富士北麓の自然学習と観光の拠点

富士北麓の自然学習と観光の拠点

 旧山梨県立富士ビジターセンターは1970年11月、富士山北麓において唯一の観光利用案内施設として、県が河口湖町(現・富士河口湖町)に開設。1998年7月、建物の老朽化および施設・内容を拡充させる形で敷地内に新たに建設した。2016年6月、山梨県立富士山世界遺産センター北館に改称。所在地は山梨県富士河口湖町船津6663-1。

 鉄筋コンクリート2階建てで、延べ床面積は約1670平方メートル。1階には富士山の自然、文化、噴火史などを紹介するマルチスクリーンを設置したエントランスをはじめ、展示コーナー、インフォメーション、県産品販売ショップなどを配置。観光情報資料は豊富に揃う。2階にはイベントスペースや研修室、レストラン、展望広場を設けている。
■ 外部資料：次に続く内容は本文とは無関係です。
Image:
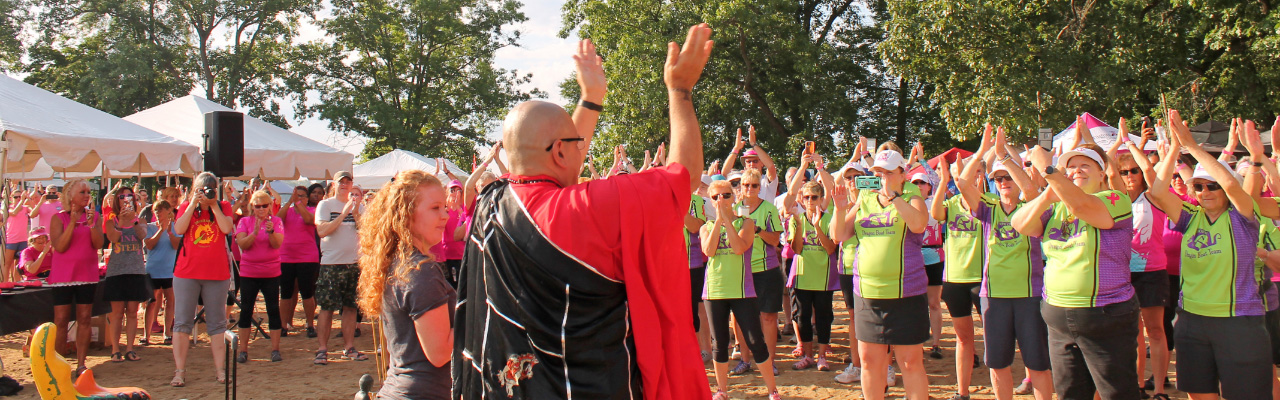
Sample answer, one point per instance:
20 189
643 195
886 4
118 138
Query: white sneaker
850 375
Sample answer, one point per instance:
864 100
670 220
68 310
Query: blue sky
540 53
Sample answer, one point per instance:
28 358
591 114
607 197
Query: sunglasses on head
1210 186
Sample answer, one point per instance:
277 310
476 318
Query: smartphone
1046 139
867 182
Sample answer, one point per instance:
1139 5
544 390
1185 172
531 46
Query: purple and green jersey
1220 277
1014 267
1088 267
728 276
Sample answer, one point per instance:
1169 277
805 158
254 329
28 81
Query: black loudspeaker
224 144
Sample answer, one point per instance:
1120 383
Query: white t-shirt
342 246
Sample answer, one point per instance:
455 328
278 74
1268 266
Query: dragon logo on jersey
1202 240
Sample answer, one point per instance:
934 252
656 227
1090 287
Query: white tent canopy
376 172
74 137
270 151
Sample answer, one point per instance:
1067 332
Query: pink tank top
78 264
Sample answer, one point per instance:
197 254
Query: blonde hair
387 248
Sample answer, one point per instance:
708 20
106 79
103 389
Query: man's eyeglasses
1210 186
581 142
1129 172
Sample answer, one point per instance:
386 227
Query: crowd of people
548 280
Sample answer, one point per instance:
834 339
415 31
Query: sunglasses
1129 172
1210 186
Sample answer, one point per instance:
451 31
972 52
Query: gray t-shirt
127 255
410 375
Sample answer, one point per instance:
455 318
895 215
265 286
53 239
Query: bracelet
590 105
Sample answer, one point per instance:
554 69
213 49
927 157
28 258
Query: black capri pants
814 314
748 314
250 287
298 278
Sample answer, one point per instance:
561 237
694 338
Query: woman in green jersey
726 240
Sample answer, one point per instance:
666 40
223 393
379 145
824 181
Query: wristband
590 105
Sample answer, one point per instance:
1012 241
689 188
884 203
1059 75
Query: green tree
799 71
414 75
1028 64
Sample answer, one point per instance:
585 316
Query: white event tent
374 173
270 151
45 130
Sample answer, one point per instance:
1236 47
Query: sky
540 53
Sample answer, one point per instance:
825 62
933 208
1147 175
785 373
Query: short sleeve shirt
1088 267
1220 277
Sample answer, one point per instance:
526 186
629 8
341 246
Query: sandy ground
297 378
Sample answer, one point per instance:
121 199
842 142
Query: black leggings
270 289
748 313
298 278
814 310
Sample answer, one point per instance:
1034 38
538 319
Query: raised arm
681 72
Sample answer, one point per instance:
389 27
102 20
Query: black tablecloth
27 309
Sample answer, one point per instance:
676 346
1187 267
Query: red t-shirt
204 248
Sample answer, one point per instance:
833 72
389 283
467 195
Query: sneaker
936 353
804 363
850 375
1025 389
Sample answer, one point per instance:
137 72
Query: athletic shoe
804 363
850 375
936 353
1025 389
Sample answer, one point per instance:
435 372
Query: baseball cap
888 159
1086 151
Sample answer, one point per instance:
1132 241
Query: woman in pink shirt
259 237
77 236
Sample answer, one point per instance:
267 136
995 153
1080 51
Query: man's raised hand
685 63
590 72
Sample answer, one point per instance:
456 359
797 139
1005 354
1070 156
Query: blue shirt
161 258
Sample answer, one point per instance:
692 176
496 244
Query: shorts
161 283
127 287
336 287
935 273
961 298
768 290
899 322
74 295
1224 351
1151 287
1006 322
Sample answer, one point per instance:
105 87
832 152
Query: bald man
581 289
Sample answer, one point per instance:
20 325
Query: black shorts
1232 353
935 273
161 283
1151 287
961 298
1006 322
74 295
899 322
768 290
127 287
 メーンとなる展示コーナーは、富士登山の情報やマナー、歴史などを伝える「登山」、富士山や富士五湖の成り立ちなどをコンピューターグラフィックスで紹介する「自然」、富士山が登場する文献や文学などの「文化」、富士山を撮影した写真などを展示する「芸術・デザイン」などのテーマで構成されている。

 また年間を通して、富士山や山麓に関する教養講座や写真展などの企画展示を開催。センターに隣接する自然遊歩道「自然観察園」では、ミニエコツアーも実施。さらに館内には、富士山ボランティアセンター、県庁世界遺産推進課分室、観光資源課分室などもあり、それぞれスタッフが常駐している。

 県は2012年6月、2013年の富士山世界文化遺産登録実現を見据え、「県富士山世界遺産センター」の開設を決め、設置場所を富士ビジターセンター敷地内に決定。2015年1月着工、2016年完成。同年6月の開館に際し、富士ビジターセンターは富士山世界遺産センター北館に名称変更された。北館は従来通り入館無料、年中無休となっている。